Особенно существенным в новых системах эволюционизма является то, что принцип движения, развития, изменения выдвигается здесь на первый план и получает настоящее признание и объяснение. Таким образом, эволюционная идея впервые достигает своего истинного завершения. Никто из эволюционистов лучше Бергсона не выразил этого понятия эволюции в сжатой и яркой формуле; творческая эволюция, évolution créatrice. Эволюция понимается здесь не как простое перераспределение первичных элементов, как это имеет место у Спенcера в его учении о дифференциации, сопровождаемой интеграцией; под эволюционным развитием Бергсон и Штерн понимают подлинное творчество, создание новых форм и новых явлений. Вместе с тем развитие, изменение, творчество признаются изначальным и имманентным проявлением мира. «Это признание, – по верному замечанию С.Л.Франка, – придает основополагающий онтологический характер категории изменения или созидания нового и тем порывает с одной из самых упорных и типичных тенденций, господствующего научного мировоззрения, именно с попыткой вывести все изменяющееся из неизменного»[95].

Так современная эволюционная теория подкрепляет те данные, которые раскрывает моральная философия.
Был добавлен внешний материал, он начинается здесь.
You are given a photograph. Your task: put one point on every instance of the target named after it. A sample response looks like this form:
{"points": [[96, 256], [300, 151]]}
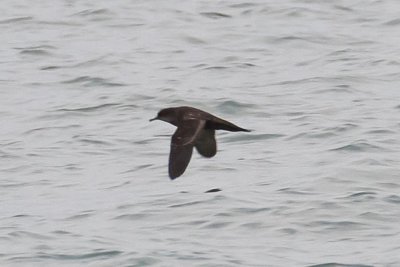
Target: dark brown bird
{"points": [[196, 128]]}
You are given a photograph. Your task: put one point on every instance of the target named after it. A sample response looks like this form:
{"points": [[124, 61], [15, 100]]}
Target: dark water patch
{"points": [[16, 20], [215, 15]]}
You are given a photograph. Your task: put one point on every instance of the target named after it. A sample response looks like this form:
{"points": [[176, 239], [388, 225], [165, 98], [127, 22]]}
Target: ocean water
{"points": [[83, 173]]}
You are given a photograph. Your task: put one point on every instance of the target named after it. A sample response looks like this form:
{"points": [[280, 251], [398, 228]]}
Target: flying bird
{"points": [[196, 128]]}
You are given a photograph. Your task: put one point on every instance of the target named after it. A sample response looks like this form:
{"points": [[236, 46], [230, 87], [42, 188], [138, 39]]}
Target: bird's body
{"points": [[196, 128]]}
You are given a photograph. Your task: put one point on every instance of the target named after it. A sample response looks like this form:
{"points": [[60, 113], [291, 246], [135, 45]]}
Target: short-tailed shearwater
{"points": [[196, 128]]}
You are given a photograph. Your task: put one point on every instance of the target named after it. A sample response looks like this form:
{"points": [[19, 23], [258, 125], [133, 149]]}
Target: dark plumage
{"points": [[196, 128]]}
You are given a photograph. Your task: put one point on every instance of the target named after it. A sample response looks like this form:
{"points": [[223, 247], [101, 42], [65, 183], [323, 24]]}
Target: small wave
{"points": [[358, 147], [394, 199], [334, 264], [92, 81], [89, 109], [96, 254], [14, 20], [215, 15]]}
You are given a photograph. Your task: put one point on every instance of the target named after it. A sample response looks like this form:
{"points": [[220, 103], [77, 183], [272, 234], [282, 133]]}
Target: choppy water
{"points": [[83, 174]]}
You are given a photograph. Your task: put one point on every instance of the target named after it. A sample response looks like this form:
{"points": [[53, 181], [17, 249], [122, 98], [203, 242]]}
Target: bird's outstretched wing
{"points": [[182, 144], [206, 144]]}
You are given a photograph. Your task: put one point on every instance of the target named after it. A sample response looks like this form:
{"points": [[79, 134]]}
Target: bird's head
{"points": [[167, 115]]}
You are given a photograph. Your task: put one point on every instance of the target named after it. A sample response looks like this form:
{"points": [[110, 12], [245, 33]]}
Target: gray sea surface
{"points": [[83, 173]]}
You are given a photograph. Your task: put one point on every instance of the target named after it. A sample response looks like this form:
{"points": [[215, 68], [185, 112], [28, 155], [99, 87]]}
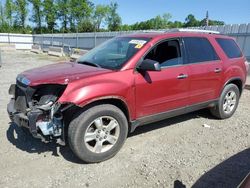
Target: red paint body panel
{"points": [[161, 91], [61, 73], [151, 93]]}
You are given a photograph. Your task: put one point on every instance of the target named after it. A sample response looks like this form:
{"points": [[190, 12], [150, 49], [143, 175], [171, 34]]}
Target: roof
{"points": [[172, 34]]}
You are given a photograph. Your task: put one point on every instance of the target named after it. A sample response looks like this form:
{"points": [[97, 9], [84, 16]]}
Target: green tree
{"points": [[100, 14], [191, 21], [114, 20], [50, 12], [20, 15], [9, 10], [63, 13], [37, 14], [80, 11]]}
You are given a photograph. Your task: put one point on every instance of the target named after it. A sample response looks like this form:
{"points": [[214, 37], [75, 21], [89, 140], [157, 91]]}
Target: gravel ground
{"points": [[178, 152]]}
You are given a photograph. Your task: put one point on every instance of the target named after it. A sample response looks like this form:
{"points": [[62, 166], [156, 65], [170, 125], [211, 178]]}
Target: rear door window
{"points": [[167, 53], [199, 49], [230, 47]]}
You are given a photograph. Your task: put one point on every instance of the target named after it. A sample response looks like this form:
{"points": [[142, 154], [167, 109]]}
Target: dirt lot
{"points": [[176, 153]]}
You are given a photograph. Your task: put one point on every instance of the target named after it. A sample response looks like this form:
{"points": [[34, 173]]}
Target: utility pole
{"points": [[207, 19], [0, 58]]}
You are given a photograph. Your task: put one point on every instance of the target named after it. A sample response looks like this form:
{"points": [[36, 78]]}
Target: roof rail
{"points": [[192, 30]]}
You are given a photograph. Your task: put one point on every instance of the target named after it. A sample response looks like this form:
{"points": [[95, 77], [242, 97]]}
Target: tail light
{"points": [[247, 65]]}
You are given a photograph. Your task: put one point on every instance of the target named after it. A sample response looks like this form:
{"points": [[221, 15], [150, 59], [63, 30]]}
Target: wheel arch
{"points": [[236, 81]]}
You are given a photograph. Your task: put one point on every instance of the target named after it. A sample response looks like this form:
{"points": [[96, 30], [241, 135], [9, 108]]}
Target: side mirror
{"points": [[149, 65]]}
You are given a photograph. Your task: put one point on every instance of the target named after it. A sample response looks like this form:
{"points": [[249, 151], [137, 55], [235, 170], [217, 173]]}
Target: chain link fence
{"points": [[88, 41]]}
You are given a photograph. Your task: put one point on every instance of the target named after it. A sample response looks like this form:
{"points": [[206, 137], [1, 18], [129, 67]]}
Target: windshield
{"points": [[114, 53]]}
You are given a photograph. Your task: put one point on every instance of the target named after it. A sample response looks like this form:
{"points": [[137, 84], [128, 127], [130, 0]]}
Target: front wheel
{"points": [[98, 133], [227, 103]]}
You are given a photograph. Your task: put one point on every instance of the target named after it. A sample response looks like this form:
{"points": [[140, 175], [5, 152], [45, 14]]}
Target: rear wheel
{"points": [[98, 133], [228, 102]]}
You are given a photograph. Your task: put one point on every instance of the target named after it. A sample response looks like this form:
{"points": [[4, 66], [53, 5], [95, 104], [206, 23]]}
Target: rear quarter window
{"points": [[230, 47]]}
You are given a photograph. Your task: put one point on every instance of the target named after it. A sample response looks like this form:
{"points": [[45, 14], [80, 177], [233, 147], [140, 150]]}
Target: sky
{"points": [[229, 11]]}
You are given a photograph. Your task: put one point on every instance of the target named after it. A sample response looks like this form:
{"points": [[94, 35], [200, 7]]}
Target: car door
{"points": [[165, 90], [205, 69]]}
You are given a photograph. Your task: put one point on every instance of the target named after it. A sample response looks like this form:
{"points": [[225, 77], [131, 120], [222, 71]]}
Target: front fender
{"points": [[84, 92]]}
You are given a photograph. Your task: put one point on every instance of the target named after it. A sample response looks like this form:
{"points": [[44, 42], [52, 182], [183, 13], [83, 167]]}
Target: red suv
{"points": [[125, 82]]}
Если, исходя из основ нравственного сознания и анализируя понятие нравственного идеала, мы установили формулу бесконечного нравственного стремления, то к этому же результату нас приводит и эволюционизм, опирающийся на изучение жизненных процессов. Система творческой эволюции, рассматривающая изменчивость как основной признак бытия, принципиально исключает мысль о неизменном и заключительном пределе развития. Видимые остановки и перерывы творчества являются не более, как переходными моментами. Некоторые социологи, как, например, Зиммель и Палант, приходят к заключению, что борьба есть необходимая принадлежность социального развития, а мир не цель и не сущность общежития, а только один из его моментов[96]. Этот вывод, сделанный на основании наблюдений над ходом общественного развития, находит свое обоснование и подтверждение в философии эволюционизма. Биологические данные, социологические наблюдения и философские заключения одинаково приводят к одному и тому же результату. Но подобное совладение выводов обусловливается тем, что в новую философию властно вошла категория эволюции, которой не было в старых построениях. Если общественная философия столь долго опиралась на идею заключительной гармонии, то между прочим и потому, что философская мысль долго находилась в плену у математических и физических воззрений. Распространение идей биологического трансформизма несомненно способствовало освобождению философии от старых схем и вызвало построения новейшего эволюционизма. В области общественной философии должна быть осуществлена соответствующая реформа.